Le tenía por un
cantante regulón, al que le salvaba el porte de señorito andaluz, así como una
simpatía que lo mismo le ha ayudado a presentar un concurso que a irse de bolos
teatrales con Arévalo, cómico al que le cubre el polvo caído desde el Un, Dos,
Tres, el programa más bobo de la televisión del felipismo. Pero, mira tú por
donde, Bertín Osborne (perdón por el ripio), que tiene apellido de brandy y de
cuernos engominados, se ha sacado de la manga uno de los mejores espacios de la
televisión del siglo XXI, en la que todo es fútbol, pelanduscas y sarasas
chillones, series de todo trazo y color. La fórmula es sencilla: Bertín invita
a un personaje a su casa para charlar de lo divino y lo humano; el personaje se
trae a Bertín a la suya para hablar de las mismas cosas.
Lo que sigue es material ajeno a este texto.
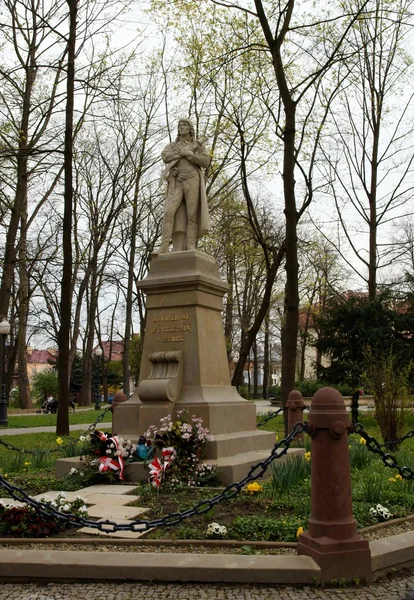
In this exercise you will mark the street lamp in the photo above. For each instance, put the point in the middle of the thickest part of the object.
(98, 354)
(4, 332)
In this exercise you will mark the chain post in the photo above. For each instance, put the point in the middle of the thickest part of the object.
(332, 539)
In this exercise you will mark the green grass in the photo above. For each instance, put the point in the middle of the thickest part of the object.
(87, 417)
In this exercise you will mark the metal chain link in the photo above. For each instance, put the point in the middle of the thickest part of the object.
(202, 507)
(61, 448)
(274, 414)
(388, 459)
(398, 440)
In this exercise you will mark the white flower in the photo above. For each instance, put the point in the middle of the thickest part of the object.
(214, 529)
(46, 499)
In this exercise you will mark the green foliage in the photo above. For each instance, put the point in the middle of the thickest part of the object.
(359, 456)
(26, 522)
(45, 384)
(266, 529)
(373, 487)
(347, 327)
(287, 474)
(388, 384)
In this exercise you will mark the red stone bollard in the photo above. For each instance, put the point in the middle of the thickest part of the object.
(294, 406)
(332, 539)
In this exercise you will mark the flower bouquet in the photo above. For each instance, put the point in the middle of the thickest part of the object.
(111, 453)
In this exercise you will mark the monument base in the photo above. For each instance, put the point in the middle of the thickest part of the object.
(185, 366)
(346, 560)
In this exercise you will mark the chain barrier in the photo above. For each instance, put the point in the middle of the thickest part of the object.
(61, 448)
(269, 416)
(202, 507)
(274, 414)
(398, 440)
(388, 459)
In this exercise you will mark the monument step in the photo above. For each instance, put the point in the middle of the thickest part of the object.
(230, 444)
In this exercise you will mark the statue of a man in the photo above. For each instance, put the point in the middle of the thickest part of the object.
(186, 217)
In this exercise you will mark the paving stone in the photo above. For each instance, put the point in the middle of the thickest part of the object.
(53, 494)
(112, 513)
(110, 499)
(106, 489)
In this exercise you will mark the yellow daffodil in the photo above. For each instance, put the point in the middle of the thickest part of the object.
(254, 488)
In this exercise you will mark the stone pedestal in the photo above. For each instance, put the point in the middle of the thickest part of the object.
(184, 305)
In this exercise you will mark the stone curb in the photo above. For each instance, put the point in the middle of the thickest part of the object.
(143, 542)
(44, 565)
(387, 555)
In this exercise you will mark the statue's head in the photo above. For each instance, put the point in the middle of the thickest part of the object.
(190, 126)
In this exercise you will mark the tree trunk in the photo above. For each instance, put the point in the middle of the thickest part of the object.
(62, 422)
(85, 395)
(255, 371)
(266, 359)
(24, 388)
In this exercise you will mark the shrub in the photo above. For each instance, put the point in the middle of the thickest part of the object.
(359, 456)
(266, 529)
(26, 521)
(289, 473)
(373, 488)
(389, 385)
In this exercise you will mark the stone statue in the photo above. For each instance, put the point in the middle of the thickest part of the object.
(186, 217)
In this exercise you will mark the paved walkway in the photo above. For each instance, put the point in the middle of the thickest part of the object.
(396, 588)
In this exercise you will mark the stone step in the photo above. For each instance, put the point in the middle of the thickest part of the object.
(110, 499)
(106, 489)
(53, 494)
(230, 444)
(234, 468)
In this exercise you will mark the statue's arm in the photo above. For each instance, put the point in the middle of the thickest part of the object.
(201, 157)
(169, 154)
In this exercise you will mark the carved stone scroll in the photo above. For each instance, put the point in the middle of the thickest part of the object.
(166, 378)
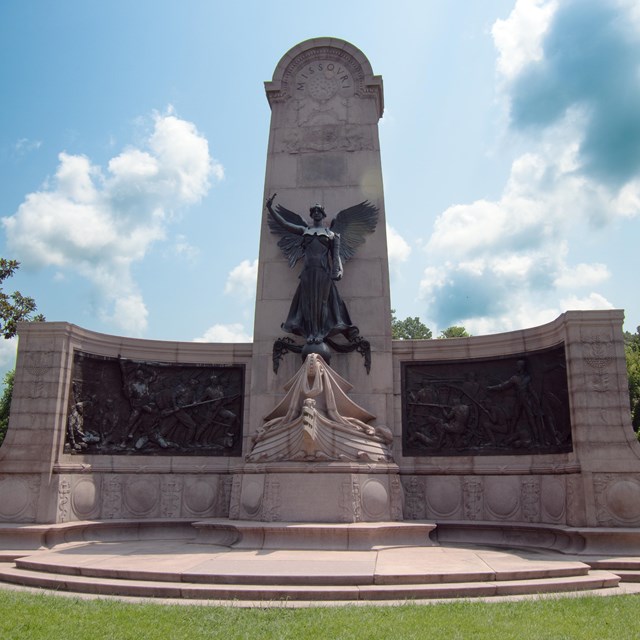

Todo acompañado por
una música agradable –a los realizadores no se les ha pasado por el magín
recurrir a los “grandes éxitos” del conductor del invento- y la sensación de que
la conversación es tan natural como si Jesulín, Pablo Alborán, Lolita, Pablo
Motos, Carmen Martínez-Bordiú o Mariló Montero hubieran tocado el timbre de mi
casa (o de la suya, lector), para tomarse un aperitivo y contarme su infancia,
sus errores y aciertos, sus dolores, sus amores y sus metas.
A través de esas
conversaciones sin prisa, en las que el invitado también pregunta (Mariló
parecía una “topadora”, como dicen los argentinos), Bertín ha confesado con
naturalidad sus secretos: desde esa madre a la que añora y a la que su esposo
hizo sufrir, al daño que a su primer matrimonio causaron sus repetidas
infidelidades, para acabar en la calma que le han traído Sandra y su nueva
camada, especialmente Kike, el hijo enfermo, cuyo cuidado es un canto a la dignidad
de los más débiles.
La cara más humana
de Bertín me ha hecho reír y llorar (su relato de la noche en la que murió
Paquirri; el fallecimiento de su primer hijo en sus brazos), como si yo fuese
un tercer integrante de la tertulia.